Se llama RELICARIO, palabra proveniente
del Latín reliquiae,
a la caja o estuche para guardar reliquias o recuerdos de los santos y exponerlas
a la veneración de los fieles.
Estuvieron en uso con el nombre de encólpium ya en los primeros siglos de la
Iglesia, aunque por entonces tenían carácter privado y se llevaban pendientes
del cuello en forma de cajitas o de medallas con figuras e inscripciones.
Constan ejemplares por lo menos del siglo IV y son célebres los que se hallan del siglo VI en el Tesoro
de Monza, regalados por San Gregorio a la reina Teodolina.
Entre ellos, se encuentran ciertas
botellitas muy comunes en aquella época, que sólo contenían algodón empapado en
aceite bendecido o tomado de las lámparas que ardían junto al sepulcro de algún mártir.

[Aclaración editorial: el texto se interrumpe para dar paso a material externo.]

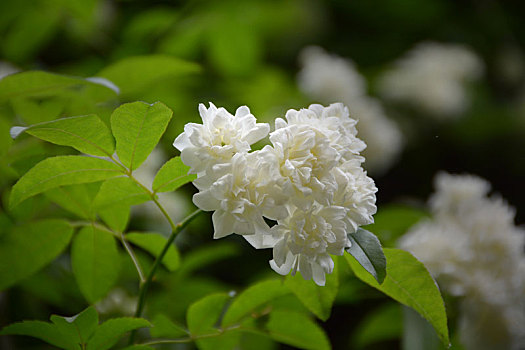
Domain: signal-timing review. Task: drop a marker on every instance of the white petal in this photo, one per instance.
(222, 223)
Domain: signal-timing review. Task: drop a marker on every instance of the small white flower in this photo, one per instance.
(305, 240)
(431, 77)
(209, 147)
(328, 77)
(474, 250)
(242, 197)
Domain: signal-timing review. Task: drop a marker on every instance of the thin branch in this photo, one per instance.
(145, 286)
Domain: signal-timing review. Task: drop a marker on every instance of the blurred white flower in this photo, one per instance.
(309, 181)
(474, 250)
(432, 77)
(382, 135)
(6, 69)
(330, 78)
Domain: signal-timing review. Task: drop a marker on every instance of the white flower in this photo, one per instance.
(334, 123)
(309, 180)
(382, 135)
(354, 191)
(306, 238)
(305, 157)
(328, 77)
(431, 77)
(209, 147)
(475, 251)
(240, 198)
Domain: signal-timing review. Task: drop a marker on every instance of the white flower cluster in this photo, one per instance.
(432, 77)
(474, 250)
(330, 78)
(309, 181)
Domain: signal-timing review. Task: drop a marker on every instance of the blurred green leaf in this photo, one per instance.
(166, 328)
(95, 262)
(408, 282)
(120, 191)
(27, 248)
(41, 330)
(5, 139)
(30, 32)
(115, 216)
(297, 330)
(202, 256)
(203, 315)
(317, 299)
(234, 47)
(153, 243)
(76, 199)
(33, 110)
(172, 175)
(138, 127)
(382, 324)
(133, 75)
(109, 332)
(59, 171)
(86, 133)
(77, 329)
(366, 249)
(253, 298)
(44, 84)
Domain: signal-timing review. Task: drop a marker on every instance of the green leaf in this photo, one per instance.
(252, 298)
(408, 282)
(138, 127)
(202, 256)
(203, 315)
(384, 323)
(135, 74)
(366, 249)
(41, 330)
(43, 84)
(29, 247)
(95, 262)
(394, 220)
(86, 133)
(76, 199)
(120, 191)
(79, 327)
(153, 243)
(115, 216)
(172, 175)
(109, 332)
(32, 30)
(166, 328)
(234, 47)
(60, 171)
(297, 330)
(318, 300)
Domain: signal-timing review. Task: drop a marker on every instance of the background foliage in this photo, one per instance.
(231, 53)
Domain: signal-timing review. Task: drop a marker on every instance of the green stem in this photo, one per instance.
(145, 286)
(133, 258)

Para la veneración pública de las
reliquias en aquellos primeros siglos bastaban los sepulcros y altares que
las contenían.
Pero desde el siglo IX empezaron a colocarse además sobre el
altar relicarios en forma de cajas o arquetas.
Esta forma de relicario continuó en
los siglos posteriores hasta la época de arte ojival siendo preferidas las arquetas más o menos capaces y ricas, según la
magnitud de las reliquias y la magnificencia del donante y aprovechándose con
frecuencia para el objeto arquetas de uso profano.